On Fri, May 18, 2018 at 08:19:58AM +0800, Ming Lei wrote:
> On Wed, May 16, 2018 at 08:20:31PM -0600, Keith Busch wrote:
> > Hi Ming,
> > 
> > I'm developing the answers in code the issues you raised. It will just
> > take a moment to complete flushing those out. In the meantime just want
> > to point out why I think block/011 isn't a real test.
> > 
> > On Thu, May 17, 2018 at 07:10:59AM +0800, Ming Lei wrote:
> > > All simulation in block/011 may happen in reality.
> > 
> > If this test actually simulates reality, then the following one line
> > patch (plus explanation for why) would be a real "fix" as this is very
> > successful in passing block/011. :)
> > 
> > ---
> > diff --git a/drivers/nvme/host/pci.c b/drivers/nvme/host/pci.c
> > index 1faa32cd07da..dcc5746304c4 100644
> > --- a/drivers/nvme/host/pci.c
> > +++ b/drivers/nvme/host/pci.c
> > @@ -2118,6 +2118,12 @@ static int nvme_pci_enable(struct nvme_dev *dev)
> >  
> >     if (pci_enable_device_mem(pdev))
> >             return result;
> > +   /*
> > +    * blktests block/011 disables the device without the driver knowing.

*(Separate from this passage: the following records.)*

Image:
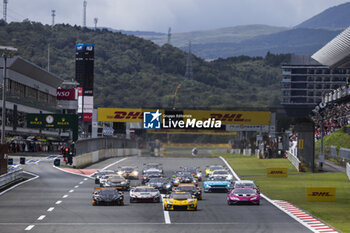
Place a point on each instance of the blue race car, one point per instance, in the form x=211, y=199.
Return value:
x=217, y=183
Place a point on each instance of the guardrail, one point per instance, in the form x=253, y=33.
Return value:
x=294, y=160
x=12, y=175
x=95, y=144
x=344, y=154
x=333, y=151
x=95, y=156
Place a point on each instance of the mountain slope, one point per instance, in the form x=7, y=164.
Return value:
x=133, y=72
x=336, y=17
x=298, y=41
x=221, y=35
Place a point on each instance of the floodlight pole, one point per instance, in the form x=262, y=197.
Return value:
x=6, y=53
x=3, y=115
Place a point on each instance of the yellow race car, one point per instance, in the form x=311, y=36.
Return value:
x=180, y=201
x=209, y=171
x=129, y=172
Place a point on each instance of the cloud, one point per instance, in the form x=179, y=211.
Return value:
x=181, y=15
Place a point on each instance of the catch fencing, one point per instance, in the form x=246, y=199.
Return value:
x=344, y=153
x=11, y=176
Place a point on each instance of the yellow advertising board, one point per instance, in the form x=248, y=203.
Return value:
x=231, y=117
x=122, y=114
x=277, y=172
x=320, y=194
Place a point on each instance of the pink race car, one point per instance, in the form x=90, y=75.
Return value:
x=243, y=195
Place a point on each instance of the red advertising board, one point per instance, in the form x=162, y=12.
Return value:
x=65, y=94
x=87, y=117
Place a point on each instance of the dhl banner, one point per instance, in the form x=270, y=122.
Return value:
x=277, y=172
x=320, y=194
x=231, y=117
x=190, y=131
x=226, y=117
x=122, y=114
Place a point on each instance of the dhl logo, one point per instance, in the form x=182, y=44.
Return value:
x=122, y=114
x=229, y=117
x=126, y=115
x=277, y=172
x=321, y=194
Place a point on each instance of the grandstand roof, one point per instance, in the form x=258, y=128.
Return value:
x=335, y=53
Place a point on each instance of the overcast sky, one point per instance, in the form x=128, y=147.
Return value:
x=159, y=15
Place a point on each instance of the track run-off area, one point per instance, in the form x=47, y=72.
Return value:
x=61, y=201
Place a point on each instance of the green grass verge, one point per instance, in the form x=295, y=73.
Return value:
x=293, y=188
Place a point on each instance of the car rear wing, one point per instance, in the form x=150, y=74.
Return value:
x=106, y=187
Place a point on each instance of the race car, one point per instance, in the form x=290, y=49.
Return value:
x=243, y=195
x=104, y=178
x=184, y=177
x=212, y=168
x=152, y=167
x=98, y=175
x=217, y=183
x=107, y=196
x=164, y=185
x=195, y=172
x=222, y=173
x=246, y=184
x=190, y=188
x=129, y=172
x=144, y=193
x=117, y=182
x=180, y=201
x=150, y=174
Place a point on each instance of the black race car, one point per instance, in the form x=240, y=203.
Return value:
x=195, y=172
x=150, y=174
x=107, y=196
x=100, y=174
x=164, y=185
x=117, y=182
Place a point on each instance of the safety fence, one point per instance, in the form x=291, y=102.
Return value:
x=95, y=144
x=294, y=160
x=95, y=156
x=344, y=153
x=12, y=175
x=247, y=152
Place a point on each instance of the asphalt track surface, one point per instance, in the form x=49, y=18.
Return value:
x=61, y=202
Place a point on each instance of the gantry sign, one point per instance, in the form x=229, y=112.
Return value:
x=54, y=121
x=226, y=118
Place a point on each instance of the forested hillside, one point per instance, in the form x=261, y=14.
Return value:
x=133, y=72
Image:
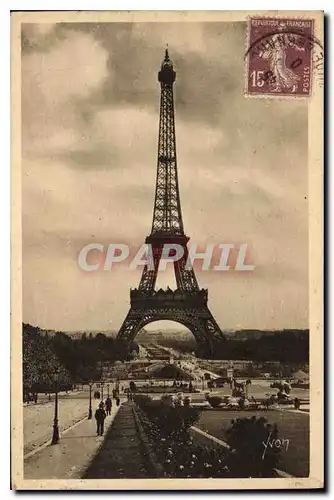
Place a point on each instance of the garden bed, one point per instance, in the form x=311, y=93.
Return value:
x=169, y=429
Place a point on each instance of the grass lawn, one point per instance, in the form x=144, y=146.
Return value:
x=291, y=425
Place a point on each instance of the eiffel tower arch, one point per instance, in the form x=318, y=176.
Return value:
x=187, y=304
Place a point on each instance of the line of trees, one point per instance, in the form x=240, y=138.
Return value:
x=285, y=346
x=75, y=360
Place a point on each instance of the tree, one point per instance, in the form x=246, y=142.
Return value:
x=250, y=455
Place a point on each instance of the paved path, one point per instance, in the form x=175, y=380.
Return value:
x=122, y=454
x=38, y=419
x=71, y=456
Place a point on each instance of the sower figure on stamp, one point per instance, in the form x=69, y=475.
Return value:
x=100, y=416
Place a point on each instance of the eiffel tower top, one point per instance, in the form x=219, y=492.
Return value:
x=167, y=74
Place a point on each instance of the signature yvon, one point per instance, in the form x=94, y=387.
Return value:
x=274, y=442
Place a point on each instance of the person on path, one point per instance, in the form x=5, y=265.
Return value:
x=108, y=404
x=100, y=416
x=297, y=403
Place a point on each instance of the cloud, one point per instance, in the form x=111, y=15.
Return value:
x=90, y=110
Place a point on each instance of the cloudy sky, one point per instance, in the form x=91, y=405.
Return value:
x=90, y=110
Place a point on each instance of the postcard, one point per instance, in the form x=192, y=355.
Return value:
x=167, y=325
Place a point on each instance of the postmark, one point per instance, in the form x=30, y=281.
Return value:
x=282, y=55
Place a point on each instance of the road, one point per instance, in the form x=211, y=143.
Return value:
x=38, y=419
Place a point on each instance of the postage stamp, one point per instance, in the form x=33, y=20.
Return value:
x=279, y=57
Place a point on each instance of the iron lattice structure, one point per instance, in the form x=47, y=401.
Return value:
x=188, y=303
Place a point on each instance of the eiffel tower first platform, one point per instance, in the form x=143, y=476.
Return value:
x=188, y=303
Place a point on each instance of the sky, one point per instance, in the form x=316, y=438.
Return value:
x=90, y=113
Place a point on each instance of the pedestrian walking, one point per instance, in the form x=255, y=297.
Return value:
x=108, y=404
x=297, y=403
x=100, y=416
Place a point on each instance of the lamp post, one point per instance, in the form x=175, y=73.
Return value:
x=55, y=436
x=90, y=412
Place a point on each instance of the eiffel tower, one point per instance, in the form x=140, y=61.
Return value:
x=188, y=303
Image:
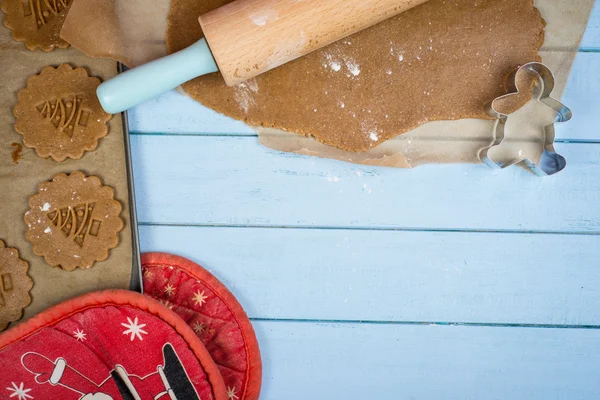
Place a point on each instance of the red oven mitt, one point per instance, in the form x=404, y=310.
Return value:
x=108, y=345
x=213, y=313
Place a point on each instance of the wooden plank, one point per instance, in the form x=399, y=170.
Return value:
x=236, y=181
x=325, y=361
x=397, y=276
x=174, y=113
x=591, y=39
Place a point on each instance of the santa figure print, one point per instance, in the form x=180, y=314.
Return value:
x=112, y=345
x=119, y=384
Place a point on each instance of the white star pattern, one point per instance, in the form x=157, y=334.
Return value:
x=134, y=329
x=20, y=391
x=169, y=290
x=199, y=298
x=199, y=327
x=231, y=393
x=79, y=335
x=166, y=304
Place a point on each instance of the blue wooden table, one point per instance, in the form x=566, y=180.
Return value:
x=442, y=282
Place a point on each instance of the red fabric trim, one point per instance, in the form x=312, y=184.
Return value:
x=120, y=298
x=254, y=371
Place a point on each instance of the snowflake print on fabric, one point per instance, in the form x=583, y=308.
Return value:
x=199, y=298
x=134, y=328
x=79, y=334
x=199, y=328
x=20, y=392
x=231, y=393
x=166, y=304
x=169, y=290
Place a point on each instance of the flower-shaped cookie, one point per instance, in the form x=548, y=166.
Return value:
x=15, y=285
x=37, y=22
x=73, y=221
x=58, y=113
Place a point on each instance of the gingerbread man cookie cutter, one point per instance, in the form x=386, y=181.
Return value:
x=550, y=161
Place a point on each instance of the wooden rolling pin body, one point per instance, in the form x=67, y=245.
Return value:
x=250, y=37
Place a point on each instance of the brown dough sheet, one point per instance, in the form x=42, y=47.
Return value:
x=444, y=60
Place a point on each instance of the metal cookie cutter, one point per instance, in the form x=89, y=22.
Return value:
x=550, y=162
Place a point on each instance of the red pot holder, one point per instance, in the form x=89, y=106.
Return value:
x=213, y=313
x=109, y=345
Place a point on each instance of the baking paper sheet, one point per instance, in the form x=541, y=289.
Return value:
x=19, y=181
x=435, y=142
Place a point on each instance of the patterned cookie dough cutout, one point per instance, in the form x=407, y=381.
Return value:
x=15, y=285
x=59, y=115
x=73, y=221
x=37, y=22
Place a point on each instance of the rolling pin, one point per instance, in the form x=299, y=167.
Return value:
x=246, y=38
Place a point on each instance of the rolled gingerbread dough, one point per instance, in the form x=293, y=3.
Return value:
x=444, y=60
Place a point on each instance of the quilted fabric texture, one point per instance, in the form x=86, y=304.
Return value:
x=213, y=313
x=106, y=346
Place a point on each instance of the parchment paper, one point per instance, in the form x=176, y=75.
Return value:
x=434, y=142
x=19, y=181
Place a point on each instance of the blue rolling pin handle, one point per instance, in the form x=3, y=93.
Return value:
x=156, y=77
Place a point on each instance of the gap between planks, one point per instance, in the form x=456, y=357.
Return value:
x=376, y=228
x=424, y=323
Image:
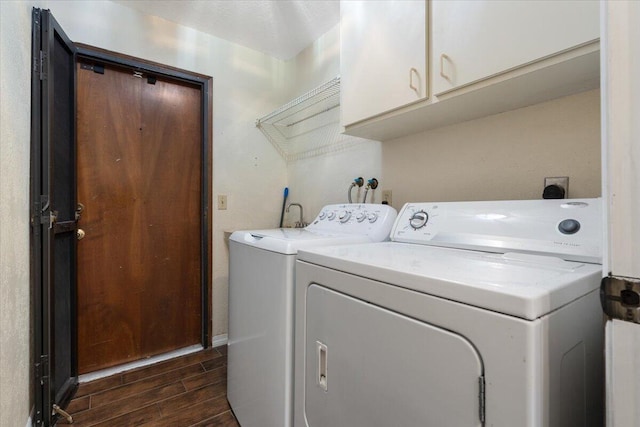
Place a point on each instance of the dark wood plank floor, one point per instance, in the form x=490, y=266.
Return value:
x=187, y=391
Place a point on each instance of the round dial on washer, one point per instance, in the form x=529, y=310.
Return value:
x=418, y=220
x=569, y=226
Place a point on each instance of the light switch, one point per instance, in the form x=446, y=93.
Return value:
x=222, y=202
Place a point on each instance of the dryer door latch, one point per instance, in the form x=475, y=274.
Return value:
x=620, y=298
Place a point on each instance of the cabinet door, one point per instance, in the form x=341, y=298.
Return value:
x=476, y=39
x=383, y=57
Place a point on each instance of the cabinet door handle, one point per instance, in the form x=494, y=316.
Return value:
x=412, y=70
x=442, y=58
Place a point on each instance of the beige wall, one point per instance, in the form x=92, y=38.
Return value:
x=317, y=181
x=15, y=313
x=505, y=156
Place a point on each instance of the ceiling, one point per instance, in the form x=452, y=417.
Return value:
x=279, y=28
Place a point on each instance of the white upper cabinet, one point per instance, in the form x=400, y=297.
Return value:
x=383, y=57
x=476, y=39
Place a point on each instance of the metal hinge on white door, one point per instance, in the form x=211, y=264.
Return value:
x=481, y=398
x=620, y=298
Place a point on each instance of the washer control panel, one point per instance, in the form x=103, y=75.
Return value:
x=569, y=229
x=355, y=218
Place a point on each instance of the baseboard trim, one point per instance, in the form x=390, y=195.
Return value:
x=84, y=378
x=219, y=340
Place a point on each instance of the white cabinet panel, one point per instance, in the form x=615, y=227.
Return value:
x=476, y=39
x=383, y=57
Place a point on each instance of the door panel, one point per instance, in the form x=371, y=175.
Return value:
x=366, y=366
x=139, y=177
x=53, y=218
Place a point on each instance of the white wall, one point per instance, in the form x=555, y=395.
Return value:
x=15, y=311
x=501, y=157
x=246, y=167
x=318, y=181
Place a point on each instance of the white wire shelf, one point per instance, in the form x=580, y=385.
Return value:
x=308, y=125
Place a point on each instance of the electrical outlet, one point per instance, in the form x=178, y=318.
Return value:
x=560, y=181
x=386, y=196
x=222, y=202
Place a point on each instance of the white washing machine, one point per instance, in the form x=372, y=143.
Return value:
x=261, y=310
x=476, y=313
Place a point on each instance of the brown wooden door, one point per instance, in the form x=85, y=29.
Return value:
x=139, y=178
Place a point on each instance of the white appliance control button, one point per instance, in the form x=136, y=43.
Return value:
x=418, y=220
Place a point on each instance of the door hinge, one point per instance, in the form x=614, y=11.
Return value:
x=41, y=66
x=43, y=211
x=620, y=298
x=481, y=399
x=42, y=370
x=56, y=410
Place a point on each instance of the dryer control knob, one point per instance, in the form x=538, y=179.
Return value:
x=569, y=226
x=344, y=216
x=418, y=220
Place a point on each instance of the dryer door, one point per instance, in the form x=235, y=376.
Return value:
x=366, y=366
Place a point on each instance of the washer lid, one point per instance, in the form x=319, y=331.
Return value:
x=522, y=285
x=289, y=240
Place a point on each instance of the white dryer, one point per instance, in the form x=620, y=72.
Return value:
x=261, y=310
x=476, y=313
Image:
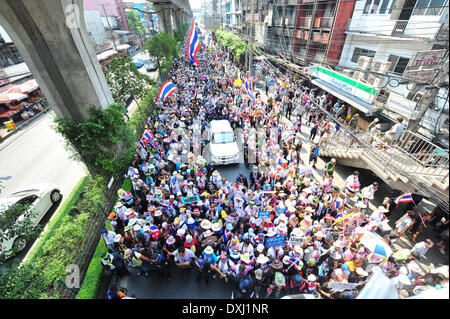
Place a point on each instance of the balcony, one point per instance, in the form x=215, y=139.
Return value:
x=305, y=22
x=323, y=22
x=399, y=28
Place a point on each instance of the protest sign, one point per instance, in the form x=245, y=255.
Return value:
x=190, y=199
x=275, y=241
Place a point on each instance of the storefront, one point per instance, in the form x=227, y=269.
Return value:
x=355, y=93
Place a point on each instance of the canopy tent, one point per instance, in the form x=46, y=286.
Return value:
x=10, y=97
x=123, y=47
x=25, y=87
x=106, y=54
x=361, y=105
x=374, y=242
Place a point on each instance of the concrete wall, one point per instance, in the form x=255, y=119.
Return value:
x=51, y=36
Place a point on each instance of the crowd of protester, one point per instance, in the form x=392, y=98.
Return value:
x=278, y=231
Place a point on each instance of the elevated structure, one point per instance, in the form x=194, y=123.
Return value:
x=172, y=13
x=51, y=36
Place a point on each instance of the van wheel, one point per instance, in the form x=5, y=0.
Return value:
x=55, y=196
x=19, y=243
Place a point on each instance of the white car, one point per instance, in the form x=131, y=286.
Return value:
x=222, y=142
x=40, y=197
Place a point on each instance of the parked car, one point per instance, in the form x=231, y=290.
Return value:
x=149, y=65
x=40, y=198
x=138, y=63
x=222, y=142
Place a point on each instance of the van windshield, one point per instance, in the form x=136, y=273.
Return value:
x=223, y=137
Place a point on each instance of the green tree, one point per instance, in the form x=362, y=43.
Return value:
x=135, y=23
x=125, y=80
x=100, y=141
x=163, y=48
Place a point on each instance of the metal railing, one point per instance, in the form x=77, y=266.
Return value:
x=391, y=159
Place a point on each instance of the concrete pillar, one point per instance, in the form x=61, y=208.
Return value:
x=51, y=36
x=176, y=15
x=165, y=17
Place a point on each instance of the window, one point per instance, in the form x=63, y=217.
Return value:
x=376, y=3
x=367, y=7
x=383, y=7
x=392, y=6
x=429, y=7
x=361, y=52
x=398, y=64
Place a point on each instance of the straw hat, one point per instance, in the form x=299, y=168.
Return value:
x=170, y=240
x=205, y=224
x=216, y=227
x=208, y=233
x=180, y=232
x=117, y=238
x=277, y=264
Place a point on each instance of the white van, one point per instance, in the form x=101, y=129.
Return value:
x=222, y=142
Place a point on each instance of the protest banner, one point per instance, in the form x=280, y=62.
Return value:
x=275, y=241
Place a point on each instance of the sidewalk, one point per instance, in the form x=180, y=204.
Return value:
x=433, y=256
x=5, y=133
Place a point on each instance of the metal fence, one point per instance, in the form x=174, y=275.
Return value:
x=93, y=227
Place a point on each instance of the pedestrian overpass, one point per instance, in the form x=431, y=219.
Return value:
x=52, y=38
x=411, y=164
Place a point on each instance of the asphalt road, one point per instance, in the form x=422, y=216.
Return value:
x=37, y=154
x=184, y=286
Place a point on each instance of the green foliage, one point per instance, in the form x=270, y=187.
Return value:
x=232, y=42
x=91, y=282
x=98, y=140
x=89, y=287
x=30, y=280
x=135, y=23
x=125, y=80
x=163, y=47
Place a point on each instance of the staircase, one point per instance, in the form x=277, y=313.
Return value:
x=412, y=164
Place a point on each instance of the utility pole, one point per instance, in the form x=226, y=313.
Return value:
x=109, y=26
x=428, y=98
x=252, y=38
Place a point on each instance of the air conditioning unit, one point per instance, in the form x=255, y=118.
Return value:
x=382, y=95
x=381, y=66
x=347, y=72
x=417, y=97
x=364, y=62
x=375, y=81
x=358, y=75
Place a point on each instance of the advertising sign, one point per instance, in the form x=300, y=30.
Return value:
x=428, y=58
x=275, y=241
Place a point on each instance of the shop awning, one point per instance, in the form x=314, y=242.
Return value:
x=361, y=105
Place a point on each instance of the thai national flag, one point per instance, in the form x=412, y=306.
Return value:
x=193, y=44
x=289, y=137
x=405, y=198
x=166, y=90
x=227, y=189
x=248, y=92
x=148, y=135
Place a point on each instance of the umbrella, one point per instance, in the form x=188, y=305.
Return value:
x=375, y=243
x=11, y=97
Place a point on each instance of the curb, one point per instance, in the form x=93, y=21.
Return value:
x=22, y=125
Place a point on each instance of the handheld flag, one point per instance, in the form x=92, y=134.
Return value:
x=193, y=44
x=248, y=92
x=405, y=198
x=166, y=90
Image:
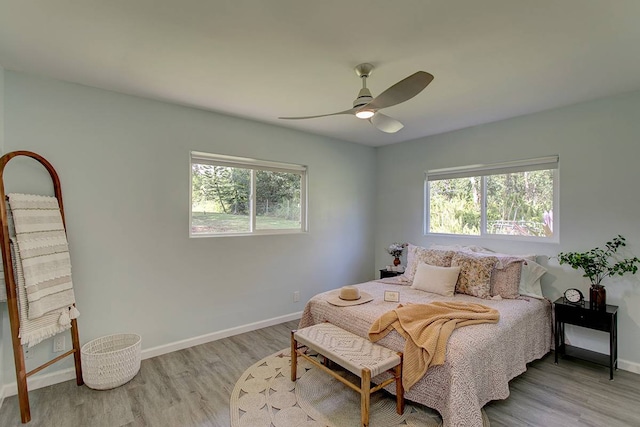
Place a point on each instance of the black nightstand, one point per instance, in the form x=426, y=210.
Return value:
x=386, y=273
x=582, y=315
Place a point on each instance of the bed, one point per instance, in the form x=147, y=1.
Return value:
x=480, y=359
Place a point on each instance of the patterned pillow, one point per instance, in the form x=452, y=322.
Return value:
x=475, y=273
x=417, y=255
x=506, y=281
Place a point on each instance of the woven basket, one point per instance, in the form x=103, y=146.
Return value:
x=110, y=361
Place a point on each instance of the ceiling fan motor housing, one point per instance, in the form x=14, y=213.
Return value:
x=364, y=97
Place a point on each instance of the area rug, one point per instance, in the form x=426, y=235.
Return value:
x=264, y=396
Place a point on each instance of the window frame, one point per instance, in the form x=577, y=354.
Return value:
x=483, y=171
x=254, y=165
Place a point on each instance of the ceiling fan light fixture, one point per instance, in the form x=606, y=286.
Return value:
x=365, y=114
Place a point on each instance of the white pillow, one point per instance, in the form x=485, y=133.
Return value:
x=530, y=279
x=438, y=280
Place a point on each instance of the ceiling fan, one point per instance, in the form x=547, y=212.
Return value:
x=367, y=107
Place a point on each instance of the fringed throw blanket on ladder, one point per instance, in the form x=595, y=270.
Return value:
x=42, y=267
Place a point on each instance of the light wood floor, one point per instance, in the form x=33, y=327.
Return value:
x=192, y=387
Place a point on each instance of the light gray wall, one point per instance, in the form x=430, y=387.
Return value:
x=124, y=166
x=598, y=145
x=2, y=305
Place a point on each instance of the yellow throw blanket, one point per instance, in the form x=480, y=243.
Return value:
x=426, y=329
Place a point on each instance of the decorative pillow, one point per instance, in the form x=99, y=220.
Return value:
x=506, y=281
x=438, y=280
x=417, y=255
x=505, y=278
x=475, y=273
x=530, y=279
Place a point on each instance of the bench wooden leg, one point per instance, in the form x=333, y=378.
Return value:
x=294, y=357
x=399, y=390
x=365, y=396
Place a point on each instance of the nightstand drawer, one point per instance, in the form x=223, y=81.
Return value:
x=605, y=320
x=586, y=318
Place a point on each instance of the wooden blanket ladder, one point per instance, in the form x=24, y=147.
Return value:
x=12, y=298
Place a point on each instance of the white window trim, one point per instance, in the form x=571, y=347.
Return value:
x=484, y=170
x=254, y=165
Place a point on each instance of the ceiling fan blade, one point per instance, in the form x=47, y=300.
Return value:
x=385, y=123
x=400, y=92
x=350, y=111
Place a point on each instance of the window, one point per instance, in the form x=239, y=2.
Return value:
x=239, y=196
x=518, y=198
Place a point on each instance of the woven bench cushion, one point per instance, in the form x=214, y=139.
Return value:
x=348, y=350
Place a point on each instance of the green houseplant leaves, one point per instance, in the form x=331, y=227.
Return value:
x=599, y=263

> > +    * We'll just enable the device twice to get the enable_cnt > 1
> > +    * so that the test's disabling does absolutely nothing.
> > +    */
> > +   pci_enable_device_mem(pdev);
> 
> What I think block/011 is helpful is that it can trigger IO timeout
> during reset, which can be triggered in reality too.
> 
> That is one big problem of NVMe driver, IMO.
> 
> And this patch does fix this issue, together other timeout related
> races.

BTW, the above patch may not be enough to 'fix' this NVMe issue, I guess
you may have to figure out another one to remove fault-injection, or at
least disable io-timeout-fail on NVMe.